El silencio dominaba aquel crepúsculo sin luna en el que los rayos del cielo purpúreo se lanzaban sobre la sombra negra del Báltico, algo que a Litonev le recordó los anocheceres en que, recién prometidos, Nadezhda y él entraban en el Malecón del Palacio para contemplar la isla Vaslevski recortada en el horizonte y en medio del delta.

Se oyeron aplausos y gritos, al unísono con el taconazo uniforme de dos centenares de soldados. Sin ver lo que ocurría en el exterior, las autoridades que custodiaban el féretro lo adivinaron: Stalin y el Politburó habían arribado a la plaza y avanzaban entre el gentío.
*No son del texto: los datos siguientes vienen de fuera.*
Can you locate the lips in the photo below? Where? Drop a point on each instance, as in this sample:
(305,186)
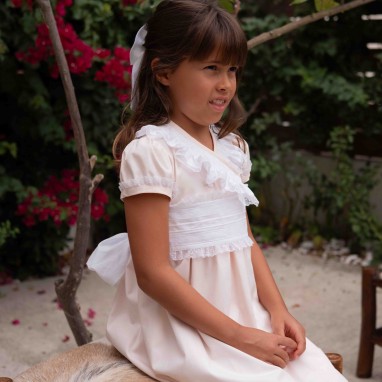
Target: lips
(219,104)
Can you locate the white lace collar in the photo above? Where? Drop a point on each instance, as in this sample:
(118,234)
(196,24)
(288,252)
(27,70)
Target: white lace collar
(220,170)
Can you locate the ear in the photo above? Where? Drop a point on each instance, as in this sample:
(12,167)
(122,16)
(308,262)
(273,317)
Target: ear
(161,75)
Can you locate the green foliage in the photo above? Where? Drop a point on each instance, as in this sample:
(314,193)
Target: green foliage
(34,142)
(343,194)
(299,89)
(7,231)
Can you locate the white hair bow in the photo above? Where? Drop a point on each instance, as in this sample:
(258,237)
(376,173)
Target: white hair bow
(136,54)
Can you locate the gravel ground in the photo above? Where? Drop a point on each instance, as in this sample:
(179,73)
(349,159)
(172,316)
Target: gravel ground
(324,295)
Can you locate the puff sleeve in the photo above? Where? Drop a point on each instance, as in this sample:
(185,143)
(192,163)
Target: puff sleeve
(147,166)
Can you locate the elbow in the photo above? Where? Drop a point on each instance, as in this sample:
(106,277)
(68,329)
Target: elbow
(149,281)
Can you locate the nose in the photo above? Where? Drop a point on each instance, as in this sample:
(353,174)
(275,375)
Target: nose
(226,81)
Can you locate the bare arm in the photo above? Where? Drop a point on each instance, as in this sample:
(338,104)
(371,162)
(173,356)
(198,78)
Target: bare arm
(283,323)
(267,290)
(147,222)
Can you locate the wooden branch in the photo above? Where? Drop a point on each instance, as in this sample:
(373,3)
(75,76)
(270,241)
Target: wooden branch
(278,32)
(66,290)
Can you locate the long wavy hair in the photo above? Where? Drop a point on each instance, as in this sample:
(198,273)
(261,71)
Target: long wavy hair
(180,30)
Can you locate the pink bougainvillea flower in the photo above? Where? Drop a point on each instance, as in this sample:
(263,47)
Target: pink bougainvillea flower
(58,200)
(91,313)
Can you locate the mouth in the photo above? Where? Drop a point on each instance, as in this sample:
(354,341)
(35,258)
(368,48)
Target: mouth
(219,104)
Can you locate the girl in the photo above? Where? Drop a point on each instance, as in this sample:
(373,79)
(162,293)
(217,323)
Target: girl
(195,298)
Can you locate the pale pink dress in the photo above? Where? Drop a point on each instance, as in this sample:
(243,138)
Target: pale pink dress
(209,248)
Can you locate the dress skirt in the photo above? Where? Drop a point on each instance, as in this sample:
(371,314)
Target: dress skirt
(169,350)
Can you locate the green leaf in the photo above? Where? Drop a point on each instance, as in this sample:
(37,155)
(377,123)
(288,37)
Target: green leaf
(322,5)
(297,2)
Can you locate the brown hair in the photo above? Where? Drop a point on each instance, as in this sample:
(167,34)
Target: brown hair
(180,30)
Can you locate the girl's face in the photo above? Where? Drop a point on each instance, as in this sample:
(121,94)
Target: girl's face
(200,91)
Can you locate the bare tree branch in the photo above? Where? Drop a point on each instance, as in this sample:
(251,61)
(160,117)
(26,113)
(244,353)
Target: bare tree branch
(278,32)
(66,290)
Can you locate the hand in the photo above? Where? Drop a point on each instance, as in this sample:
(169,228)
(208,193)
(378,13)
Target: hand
(268,347)
(284,324)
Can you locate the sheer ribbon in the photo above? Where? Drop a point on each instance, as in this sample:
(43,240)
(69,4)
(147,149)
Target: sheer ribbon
(136,55)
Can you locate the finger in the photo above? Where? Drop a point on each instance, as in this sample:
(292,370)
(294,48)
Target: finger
(301,346)
(281,358)
(287,342)
(301,343)
(279,330)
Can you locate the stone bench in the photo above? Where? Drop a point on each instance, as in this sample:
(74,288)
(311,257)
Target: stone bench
(98,361)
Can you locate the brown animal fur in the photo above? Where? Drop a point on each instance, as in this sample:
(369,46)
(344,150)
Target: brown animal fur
(95,362)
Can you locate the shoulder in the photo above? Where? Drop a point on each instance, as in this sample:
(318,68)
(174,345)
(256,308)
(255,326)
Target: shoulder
(236,149)
(148,141)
El cortejo llevaba abrigos y ushankas grises y sapigis negras, las botas altas que se habían puesto de moda entre los jefes soviéticos. Después de recorrer el predio, el primero en subir los peldaños de acceso al Palacio de Invierno fue Stalin. Se detuvo un momento en lo alto y se giró muy lentamente, con las manos enguantadas metidas en los bolsillos. Permaneció inmóvil contemplando a la multitud en silencio, pero su postura equivalía a una afirmación: «Aquí me tenéis, sin miedo a nada».

Rompiendo cualquier protocolo, Stalin avanzó en vanguardia de su séquito, como el ave rapaz que guía a la bandada desde la punta de la flecha camino del trópico. Al llegar a la altura del cuerpo de Kirov, se detuvo y abrazó a María Lvovna durante un momento largo. Luego la apartó con suavidad y, volteándose hacia el cadáver, cruzó las manos con los brazos extendidos, inclinó la cabeza sin desprenderse de la ushanka con la estrella roja de cinco puntas y se quedó inerte.

Litonev notó que Stalin movía los labios; los vaivenes de su bigote le delataban. Si en ese momento le hubiesen tomado juramento, el jefe de la Milicia hubiese asegurado que el Zar Rojo oraba. De inmediato, desterró esa idea de su mente. Lo que no pudo evitar fue repasar su estampa. Le pareció más bajo que en las fotografías y de movimientos toscos. De pronto un gesto de Stalin le obligó a fijarse aún más en él. Había cogido una flor y la depositaba con suavidad en el pecho de Kirov. Una lágrima descendió perezosa por el pómulo izquierdo. Se quitó la ushanka y se inclinó hasta que rozó con el suyo el rostro de Kirov. A continuación, le besó en las dos mejillas. Los flashes de las cámaras —que desconcertaron a los presentes, ya que los fotógrafos se habían apostado con sigilo a la entrada del Palacio de Invierno— captaron el instante.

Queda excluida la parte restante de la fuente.